Здравствуйте!
Продолжение истории про Женьку. Первая часть здесь, вторая часть здесь.
После операции я впервые провожу у нее всю ночь, и постепенно это случается всё чаще. Мой почтовый адрес и имуществo по-прежнему остаются у брата, но немного самых нужных вещей и само понятие дома переезжают к Женьке. Я вписываюсь в быт ее семьи. Утром отвожу семнадцатилетнюю Лизу и двенадцатилетнего Дэна в школу, вечером Женька, Дэн, четырехлетняя Муся и собака встречают меня с работы, мы вместе ужинаем и идем гулять. Смотрим сериал, пригревшись под пледом на диване, у Женьки под мышкой пристроилась Муся, поверх Муси к плечу привалился Дэн, в ногах собака. Засыпать и просыпаться в одной постели – это отдельный кайф, которого мне не хватало даже больше, чем секса. Я рассказываю ей сказки на ночь. Все мои сказки начинаются одинаково: «Жила-была девочка Женя», потом с этой девочкой происходят разные злоключения, но добро всегда побеждает.
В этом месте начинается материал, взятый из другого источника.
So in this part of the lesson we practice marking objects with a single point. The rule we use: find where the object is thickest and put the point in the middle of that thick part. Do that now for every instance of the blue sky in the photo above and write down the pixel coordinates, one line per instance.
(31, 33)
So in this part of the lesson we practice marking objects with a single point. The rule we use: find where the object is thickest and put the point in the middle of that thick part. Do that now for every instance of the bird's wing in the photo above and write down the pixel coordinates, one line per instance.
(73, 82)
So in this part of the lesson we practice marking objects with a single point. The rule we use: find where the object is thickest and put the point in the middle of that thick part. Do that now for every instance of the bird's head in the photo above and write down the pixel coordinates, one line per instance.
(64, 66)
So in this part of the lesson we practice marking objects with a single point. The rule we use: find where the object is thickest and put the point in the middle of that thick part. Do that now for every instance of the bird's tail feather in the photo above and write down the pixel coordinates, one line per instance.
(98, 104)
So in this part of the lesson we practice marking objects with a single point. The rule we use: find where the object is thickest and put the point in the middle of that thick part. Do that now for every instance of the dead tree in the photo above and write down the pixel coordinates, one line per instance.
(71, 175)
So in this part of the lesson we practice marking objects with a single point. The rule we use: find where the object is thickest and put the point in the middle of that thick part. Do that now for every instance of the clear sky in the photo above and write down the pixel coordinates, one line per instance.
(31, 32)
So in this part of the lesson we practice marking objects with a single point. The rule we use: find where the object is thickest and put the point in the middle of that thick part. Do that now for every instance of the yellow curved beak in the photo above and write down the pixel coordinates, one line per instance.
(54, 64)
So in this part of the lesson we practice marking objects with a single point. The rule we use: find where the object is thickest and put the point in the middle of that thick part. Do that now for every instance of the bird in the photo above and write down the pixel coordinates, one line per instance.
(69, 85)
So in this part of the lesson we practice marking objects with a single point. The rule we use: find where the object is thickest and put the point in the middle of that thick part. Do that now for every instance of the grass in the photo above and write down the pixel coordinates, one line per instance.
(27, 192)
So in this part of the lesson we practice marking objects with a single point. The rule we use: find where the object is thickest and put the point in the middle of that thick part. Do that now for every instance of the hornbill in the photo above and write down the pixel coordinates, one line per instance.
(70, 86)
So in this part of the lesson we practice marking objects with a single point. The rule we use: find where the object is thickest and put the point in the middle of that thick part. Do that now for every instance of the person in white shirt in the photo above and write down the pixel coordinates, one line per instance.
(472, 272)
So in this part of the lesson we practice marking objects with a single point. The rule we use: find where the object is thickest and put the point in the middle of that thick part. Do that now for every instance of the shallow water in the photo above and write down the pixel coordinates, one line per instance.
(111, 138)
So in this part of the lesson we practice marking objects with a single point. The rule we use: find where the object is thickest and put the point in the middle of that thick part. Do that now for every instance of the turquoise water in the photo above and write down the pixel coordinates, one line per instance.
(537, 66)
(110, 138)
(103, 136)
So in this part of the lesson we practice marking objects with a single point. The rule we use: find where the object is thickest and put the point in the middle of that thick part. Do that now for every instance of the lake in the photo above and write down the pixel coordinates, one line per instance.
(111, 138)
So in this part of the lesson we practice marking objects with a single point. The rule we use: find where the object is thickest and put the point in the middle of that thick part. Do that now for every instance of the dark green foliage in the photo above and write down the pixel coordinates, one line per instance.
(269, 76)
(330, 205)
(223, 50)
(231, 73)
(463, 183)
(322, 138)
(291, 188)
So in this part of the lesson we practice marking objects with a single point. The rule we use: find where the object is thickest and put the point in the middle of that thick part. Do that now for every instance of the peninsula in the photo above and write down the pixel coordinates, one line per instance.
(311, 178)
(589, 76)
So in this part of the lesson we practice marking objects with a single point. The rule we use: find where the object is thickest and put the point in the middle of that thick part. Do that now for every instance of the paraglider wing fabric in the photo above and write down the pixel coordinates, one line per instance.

Я заканчиваю давно начатую книгу рассказов, Женькина племянница готовит ее к печати. Сама Женька пишет короткие заметки для меня одного. Вот такое: «Когда я в детстве училась ходить, я тянула себя вверх за фонтанчик волос на макушке, чтобы не упасть. И со временем это верное средство стало моим единственным надежным способом существования. Это называлось "держись за волосики"... Но вдруг появился ты. Взглянул, как я кувыркаюсь над пропастью, и подал руку... и я схватилась за нее ... Я не могу даже посмотреть тебе в глаза... я только надеюсь – ты меня не отпустишь...».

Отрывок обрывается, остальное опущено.